Personally, I wouldn’t offer your sister any advice right now. Chances are, with 3 young kids, she’s thought of all her options and knows best what to do for her and them. Just be there for support and to listen to her and give her a shoulder to cry on, if she’s looking for it. It’s so hard to offer the kind of advice you wish you could give (divorce or don’t) without making the person you are offering it to defensive. It’s hard to know 100% what goes on in a marriage, and she knows what happened in hers best. Just be there for her right now.

Post # 9
Member
793 posts
Busy bee
  • Wedding: June 2011

Honestly if I was her sister, I would tell her to leave, because she deserves better. He seems like a shitty father, and husband, and no women or child needs that, in my opnion, but I would just be there for her right now if I were you.

Post # 10
Member
1269 posts
Bumble bee
  • Wedding: January 2011

Why can’t she move with him to where he’s working?  This is the just about the time that marriages get really hard.  The kids are young, not enough money, stressed, tired, etc… but this is where they need to come together.  Counseling should be an option.  She’s already a single SAHM practically, why does it need to be permanent?  Do you live close enough to take the kids so they can have a date to help out?  A marriage can almost always be fixed.

Post # 11
Member
3461 posts
Sugar bee
  • Wedding: May 2012

Eeks, this is a tough one.  My heart goes out to you and your family.  There’s only a limited amount that you can do as a sister.  There’s a few issues going on here: Your sister is run down from all of her daily responsibilities, her husband is not sharing the burden when he’s around, her husband is possibly also run down from constant traveling/not living at home, and they fight “badly” and he doesn’t have any good relationship role models.  (You mention his family has a history with alcohol, but did not say he personally abuses it, so I’m less concerned about that point.)

1. Make sure she knows that you are there for her.  Don’t bash her husband despite his poor behavior.  Be willing to listen to her anytime.  Don’t ever say “I told you so.”

2. Can you take the kids for a bit to give her a break?  This might give them the time they need to work on their relationship as well.  Maybe give them tickets to something when he’ll be in town and babysit the kids, or take the kids on a few Saturday mornngs.

3. Is there a closer school for the 6 year old?  Can she carpool to it?

4. This can only be done for a sister or very close friend, but maybe get a book on improving relationships for her or offer to look up inexpensive counselors in the area.

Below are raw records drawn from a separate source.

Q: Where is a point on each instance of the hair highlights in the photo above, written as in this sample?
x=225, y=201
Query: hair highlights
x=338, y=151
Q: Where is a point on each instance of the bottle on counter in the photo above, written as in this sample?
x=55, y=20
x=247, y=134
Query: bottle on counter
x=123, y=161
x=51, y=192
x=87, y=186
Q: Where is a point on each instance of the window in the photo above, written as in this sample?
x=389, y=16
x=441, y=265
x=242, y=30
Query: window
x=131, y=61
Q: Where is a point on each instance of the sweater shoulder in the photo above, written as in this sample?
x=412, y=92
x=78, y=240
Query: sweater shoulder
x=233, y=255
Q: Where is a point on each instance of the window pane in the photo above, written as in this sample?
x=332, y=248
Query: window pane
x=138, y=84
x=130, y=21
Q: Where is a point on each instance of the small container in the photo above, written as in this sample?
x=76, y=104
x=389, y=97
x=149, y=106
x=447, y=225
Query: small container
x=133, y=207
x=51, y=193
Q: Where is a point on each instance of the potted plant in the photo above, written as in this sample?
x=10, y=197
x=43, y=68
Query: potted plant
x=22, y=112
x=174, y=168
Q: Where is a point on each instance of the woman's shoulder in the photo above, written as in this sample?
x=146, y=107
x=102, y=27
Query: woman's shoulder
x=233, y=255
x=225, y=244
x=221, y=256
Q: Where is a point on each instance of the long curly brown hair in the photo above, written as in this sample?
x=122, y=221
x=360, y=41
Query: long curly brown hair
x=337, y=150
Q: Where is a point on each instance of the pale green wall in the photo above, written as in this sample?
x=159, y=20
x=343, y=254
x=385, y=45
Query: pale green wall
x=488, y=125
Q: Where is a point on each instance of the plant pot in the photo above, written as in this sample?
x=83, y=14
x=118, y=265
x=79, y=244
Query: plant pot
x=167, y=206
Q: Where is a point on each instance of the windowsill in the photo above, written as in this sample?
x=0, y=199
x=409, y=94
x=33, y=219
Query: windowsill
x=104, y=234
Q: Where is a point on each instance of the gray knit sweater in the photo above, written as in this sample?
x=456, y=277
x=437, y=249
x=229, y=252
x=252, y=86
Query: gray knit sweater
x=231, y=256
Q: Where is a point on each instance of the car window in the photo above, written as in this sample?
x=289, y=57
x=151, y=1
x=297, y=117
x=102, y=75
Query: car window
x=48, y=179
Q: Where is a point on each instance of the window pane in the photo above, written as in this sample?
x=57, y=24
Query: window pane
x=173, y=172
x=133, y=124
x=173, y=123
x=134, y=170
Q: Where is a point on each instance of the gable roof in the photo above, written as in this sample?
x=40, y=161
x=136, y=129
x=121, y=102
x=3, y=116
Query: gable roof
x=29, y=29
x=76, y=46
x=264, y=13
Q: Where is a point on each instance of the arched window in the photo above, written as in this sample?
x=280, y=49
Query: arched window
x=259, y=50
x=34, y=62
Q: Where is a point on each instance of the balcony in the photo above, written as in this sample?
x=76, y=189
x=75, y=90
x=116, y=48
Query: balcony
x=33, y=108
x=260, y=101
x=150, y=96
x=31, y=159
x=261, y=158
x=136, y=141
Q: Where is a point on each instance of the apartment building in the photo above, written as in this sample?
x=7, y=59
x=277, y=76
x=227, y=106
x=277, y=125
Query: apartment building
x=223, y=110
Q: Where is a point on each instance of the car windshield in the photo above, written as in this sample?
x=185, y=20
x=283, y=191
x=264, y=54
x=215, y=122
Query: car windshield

Will keep thinking on this one.

Post # 13
Member
5756 posts
Bee Keeper

I think the best thing you can do is to not make her problems, your problems. It’s hard to sit back and watch things play out in a way that doesn’t seem right to you, but only she really knows her situation and how best to deal with it. You can suggest all you want, but unless and until she’s ready to make some changes, or accept things as they are, all you should do is offer her support in whatever way she needs it.

It’s always hard to sit on your hands and not help someone you love, but this is hers to fix. I hope she finds the best solution for her and her family. 🙁

Post # 14
Member
2321 posts
Buzzing bee
  • Wedding: July 2011

I think they ABSOLUTELY should move to where he works. They really need to share one roof and one family life. He already did not have a decent life to begin with, what with the alcoholic father and drug abusive mother. And now his current situation is not helping him either at all. He literally has NO positive energy flowing into his life. The construction field is very difficult as is, and he doesn’t have her to come home to and have a nice home cooked meal everyday and see his kids, etc.

It might not be feasible due to school, the volatile nature of his job, but really, if the marriage is suffering THIS badly, I would think that moving with him wherever he goes, even it means changing schools, will help out in the long run. Stability is important for the children where they are not having to switch schools ever so often but it’s even MORE important for the children to have a LOVING family home where both parents are there and working as a team. The good far outweigh the bad.